En la siguiente sala nos encontramos con otras series como la de “mochos”. La pintura se expande más allá de los límites del cuadro y, en ocasiones, se concentra para adquirir un carácter tridimensional.

Amondaráin   Amondaráin

Así bajo una mancha de pintura se descubre una pistola, un tenedor o una lata. Cualquier elemento puede adquirir la forma de una escultura. Incluso la propia concentración de pintura se llega a convertir en una multitud de filamentos que se entremezclan como si fueran cables o se elevan para formar una escultura. Otras veces simplemente se concentran tomando una forma redondeada como si fuera una piedra y adquieren diferentes tonos mostrando la extensa gama cromática.

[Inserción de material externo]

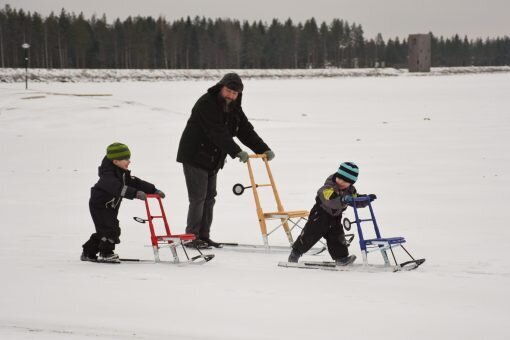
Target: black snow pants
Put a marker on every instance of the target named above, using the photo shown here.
(201, 186)
(107, 231)
(321, 224)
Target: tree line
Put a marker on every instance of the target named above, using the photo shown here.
(68, 40)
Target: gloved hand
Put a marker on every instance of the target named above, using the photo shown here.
(160, 193)
(141, 195)
(243, 156)
(347, 199)
(269, 154)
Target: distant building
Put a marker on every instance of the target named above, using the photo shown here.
(419, 52)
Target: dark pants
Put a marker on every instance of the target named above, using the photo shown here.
(201, 186)
(107, 231)
(321, 224)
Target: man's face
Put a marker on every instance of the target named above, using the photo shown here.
(228, 94)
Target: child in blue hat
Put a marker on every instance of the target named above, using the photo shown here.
(326, 216)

Amondaráin      Amondaráin

Estos “mochos” son elevados en pedestales ensalzándolos y configurando un bosque de peanas que, en ocasiones, interviene.

Amondaráin

Por otra parte, reutiliza y recicla elementos inutilizados que encuentra en su taller. Por ejemplo, las planchas de aluminio para impresión de sus catálogos que, en vez de ser eliminadas, son aprovechadas para construir una escultura geométrica heredera de la nueva escultura vasca vislumbrando imágenes que provienen de anteriores impresiones.

Amondaráin tóner

Otra de sus series “paletas”, nos hace reflexionar de este utensilio tan esencial para el acto de pintar pero que, en vez de ser una sencilla herramienta de madera, adopta formas como su autorretrato o es producido con materiales tan alejados al mundo del arte como macarrones o vegetales. Demuestra que con cualquier material se puede concebir una producción artística.

Amondaráin paleta    Amondaráin paleta

En definitiva, más de 200 piezas componen esta muestra en el que se produce un continuo diálogo con la historia del arte investigando sobre los materiales y desarrollando obras escultóricas en las que la pintura siempre está presente.